Nick X Wang et al. Mol Pharm. 2013.

Abstract

5P12-RANTES is a recently developed chemokine analogue that has shown high level protection from SHIV infection in macaques. However, the feasibility of using 5P12-RANTES as a long-term HIV prevention agent has not been explored partially due to the lack of available delivery devices that can easily be modified for long-term release profiles. Glycosaminoglycans (GAGs) have been known for their affinity for various cytokines and chemokines, including native RANTES, or CCL5. In this work, we investigated used of GAGs in generating a chemokine drug delivery device.
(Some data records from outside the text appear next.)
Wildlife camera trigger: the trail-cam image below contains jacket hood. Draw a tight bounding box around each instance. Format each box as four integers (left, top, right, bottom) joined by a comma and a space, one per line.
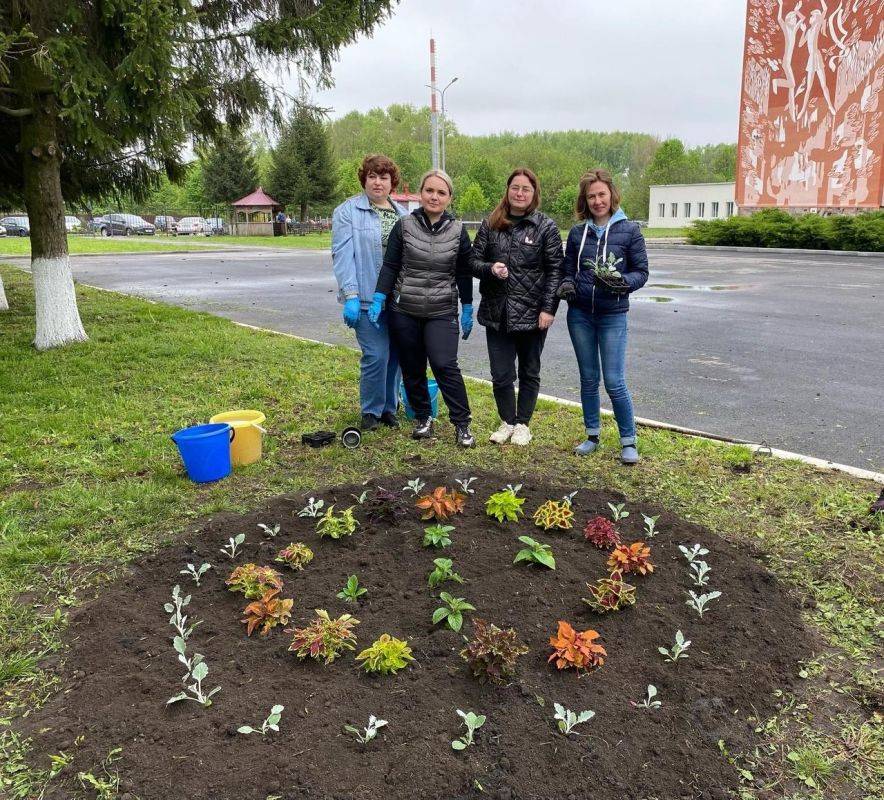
589, 207, 628, 236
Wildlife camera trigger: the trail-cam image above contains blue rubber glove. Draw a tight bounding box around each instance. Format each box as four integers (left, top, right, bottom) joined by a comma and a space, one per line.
460, 304, 473, 340
342, 296, 361, 328
368, 292, 386, 328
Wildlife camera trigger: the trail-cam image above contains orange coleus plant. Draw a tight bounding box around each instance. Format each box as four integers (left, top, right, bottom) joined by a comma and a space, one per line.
415, 487, 466, 521
607, 542, 654, 576
226, 563, 284, 599
548, 620, 606, 674
241, 588, 294, 637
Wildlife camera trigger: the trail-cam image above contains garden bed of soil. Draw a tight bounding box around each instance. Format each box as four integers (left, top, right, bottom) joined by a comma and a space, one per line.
22, 468, 814, 800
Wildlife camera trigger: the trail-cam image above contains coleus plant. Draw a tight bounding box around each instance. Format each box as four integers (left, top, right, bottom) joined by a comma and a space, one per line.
583, 516, 621, 549
416, 487, 466, 521
316, 505, 358, 539
532, 500, 575, 530
513, 536, 556, 569
360, 487, 410, 526
241, 588, 294, 637
485, 488, 525, 523
582, 570, 636, 613
607, 542, 654, 576
275, 542, 314, 570
459, 618, 529, 685
288, 609, 359, 664
548, 621, 606, 675
355, 634, 414, 674
225, 563, 283, 599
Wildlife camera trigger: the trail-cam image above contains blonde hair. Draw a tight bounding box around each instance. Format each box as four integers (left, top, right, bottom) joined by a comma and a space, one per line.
418, 169, 454, 195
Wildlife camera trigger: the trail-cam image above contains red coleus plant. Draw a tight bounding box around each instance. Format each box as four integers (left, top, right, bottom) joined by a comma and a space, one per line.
288, 609, 359, 665
548, 620, 606, 675
583, 516, 621, 549
583, 570, 637, 613
607, 542, 655, 576
241, 588, 294, 637
415, 487, 467, 521
460, 618, 529, 685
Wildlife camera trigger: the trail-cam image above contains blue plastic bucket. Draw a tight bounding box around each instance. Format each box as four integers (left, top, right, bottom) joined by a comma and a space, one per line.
171, 423, 234, 483
399, 378, 439, 420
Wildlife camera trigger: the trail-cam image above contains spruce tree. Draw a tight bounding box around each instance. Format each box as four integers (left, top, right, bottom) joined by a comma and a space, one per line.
202, 131, 259, 207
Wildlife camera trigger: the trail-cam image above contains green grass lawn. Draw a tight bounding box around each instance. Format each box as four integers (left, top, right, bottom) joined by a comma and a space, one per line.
0, 232, 332, 257
642, 227, 687, 238
0, 264, 881, 798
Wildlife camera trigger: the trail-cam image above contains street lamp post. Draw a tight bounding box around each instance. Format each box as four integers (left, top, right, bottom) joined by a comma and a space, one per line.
426, 77, 458, 174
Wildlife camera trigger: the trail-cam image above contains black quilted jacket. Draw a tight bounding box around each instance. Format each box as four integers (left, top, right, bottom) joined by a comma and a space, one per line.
470, 211, 564, 332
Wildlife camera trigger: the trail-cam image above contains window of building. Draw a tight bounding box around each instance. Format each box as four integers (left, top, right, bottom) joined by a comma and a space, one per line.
671, 202, 678, 217
684, 202, 691, 218
698, 202, 705, 217
726, 201, 734, 217
658, 203, 665, 218
711, 201, 719, 217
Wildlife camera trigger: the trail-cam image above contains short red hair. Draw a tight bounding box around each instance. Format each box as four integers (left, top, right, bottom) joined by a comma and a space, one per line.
358, 154, 401, 191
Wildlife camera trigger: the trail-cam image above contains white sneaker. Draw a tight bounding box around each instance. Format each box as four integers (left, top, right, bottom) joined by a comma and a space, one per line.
489, 422, 515, 444
510, 424, 533, 446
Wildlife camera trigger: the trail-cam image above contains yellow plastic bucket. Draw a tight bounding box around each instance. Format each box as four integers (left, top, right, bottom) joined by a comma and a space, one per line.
209, 410, 266, 466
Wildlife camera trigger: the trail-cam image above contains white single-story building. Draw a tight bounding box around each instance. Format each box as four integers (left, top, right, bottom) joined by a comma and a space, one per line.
648, 182, 737, 228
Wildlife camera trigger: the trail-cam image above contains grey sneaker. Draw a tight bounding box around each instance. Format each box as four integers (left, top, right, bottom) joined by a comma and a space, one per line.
412, 418, 434, 439
620, 444, 640, 465
455, 425, 476, 448
574, 436, 600, 456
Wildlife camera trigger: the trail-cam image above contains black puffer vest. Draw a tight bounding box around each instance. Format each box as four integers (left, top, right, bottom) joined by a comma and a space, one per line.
393, 213, 463, 318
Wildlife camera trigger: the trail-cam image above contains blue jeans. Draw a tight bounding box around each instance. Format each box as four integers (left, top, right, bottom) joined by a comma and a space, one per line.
353, 311, 400, 416
566, 307, 636, 445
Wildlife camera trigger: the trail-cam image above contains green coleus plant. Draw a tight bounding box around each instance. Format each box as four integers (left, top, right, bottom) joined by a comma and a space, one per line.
432, 592, 475, 632
316, 505, 358, 539
427, 557, 464, 588
355, 634, 415, 674
513, 536, 556, 569
225, 563, 283, 599
485, 489, 525, 523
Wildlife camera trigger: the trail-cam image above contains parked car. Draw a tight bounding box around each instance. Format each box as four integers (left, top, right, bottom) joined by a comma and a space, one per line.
65, 215, 83, 233
0, 215, 30, 236
205, 217, 226, 235
0, 224, 6, 237
176, 217, 211, 236
87, 215, 109, 233
154, 215, 177, 233
93, 213, 155, 236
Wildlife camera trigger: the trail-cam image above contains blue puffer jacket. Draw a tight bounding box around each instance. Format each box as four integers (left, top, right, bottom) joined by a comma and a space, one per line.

Initial studies used surface plasmon resonance analysis to characterize and compare the affinities of different GAGs to 5P12-RANTES. These different GAGs were then incorporated into drug delivery polymeric hydrogels to engineer sustained release of the chemokines. In vitro release studies of 5P12-RANTES from the resulting polymers were performed, and we found that 5P12-RANTES release from these polymers can be controlled by the amount and type of GAG incorporated. Polymer disks containing GAGs with stronger affinity to 5P12-RANTES resulted in more sustained and longer term release than did polymer disks containing GAGs with weaker 5P12-RANTES affinity. Similar trends were observed by varying the amount of GAGs incorporated into the delivery system. 5P12-RANTES released from these polymers demonstrated good levels of CCR5 blocking, retaining activity even after 30 days of incubation.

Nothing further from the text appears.